Lastly, interviews from the study "connected Puerto Rico's colonial status to delay," in the energy transition.

When González Colón dropped the lawsuit, it was under the guise of not being able to afford to lose any federal funding because we're just a tiny little archipelago that can't afford to be in Trump's crosshairs. There's no better argument for not doing something than saying you simply do not have the power to do what needs to be done.

Even though the Puerto Rican government has bent the knee to this demand and several others, the 2025-2026 fiscal budget is expected to go from 46% to 43%, a change that seems minor on paper but it will cause harrowing effects throughout the archipelago. Assuredly, the archipelago's administration will use Trump's executive order targeting climate change policies as justification for cutting or significantly scaling back any program that attempts to grapple with the warming world we live in. On top of all that, Trump cuts to FEMA and NOAA will reverberate across Puerto Rico come hurricane season, which will, ironically, be worsened by the continuing burning of fossil fuels.

It remains to be seen what the Trump administration will attack Puerto Rico's ability to survive, and how quickly the archipelago's government will acquiesce without resistance.

Puerto Rico is on the "frontlines of climate change" because its location in the Caribbean makes it a prime victim for worsening hurricanes and warming temperatures. A study from the Puerto Rico Committee of Experts and Advisors on Climate Change estimates that 2°C of warming above pre-industrial levels by 2050 could result in nearly 10,000 deaths and nearly $400 billion in damages. Meanwhile, a 4°C will lead to 22,081 deaths by 2050. These are conservative estimates, according to the study.[[5]]

The world is on track to 3.1°C of warming, according to the United Nations.

By continuing to burn fossil fuels instead of prioritizing a transition to renewable energy and not emphasizing plans to adapt to climate change, the government is not only making sure that your neighborhood floods but telling you to learn how to swim because lifeboats aren't coming.


[[1]]: Windmills were generating the largest amount of electricity in the immediate aftermath of the latest archipelago-wide blackout.

[[2]]: New Fortress Energy has a vessel “semipermanently moored” near San Juan that serves as a floating LNG storage unit that locals fear “might bring fiery death” because it doesn’t have a federally approved emergency plan.

[[3]]: If you're at all interested in learning more about this topic, I really recommend reading the study in its entirety. Very good at explaining how energy politics are perceived in Puerto Rico.
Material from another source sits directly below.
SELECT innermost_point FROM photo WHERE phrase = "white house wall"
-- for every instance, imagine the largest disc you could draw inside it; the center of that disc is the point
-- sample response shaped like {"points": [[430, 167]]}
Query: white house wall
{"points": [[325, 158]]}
[[4]]: While researching this article, I ran across this dumbass story with horrible framing that claims Puerto Rico has reached about 27-30% renewable energy because those renewable projects have already been "assigned and are in line for construction over the next two years." Meanwhile, we're at about 7% actual renewable energy, according to the Energy Information Agency. This framing is particularly dangerous because people will announce projects like this and not follow through with them at all but still use them as justification that things are headed in the right direction.

[[5]]: Personally, I think these estimates are very conservative. It's also not immediately clear to me if this takes into account deaths from climate disasters and other situations that will inevitably be affected by rising temperatures.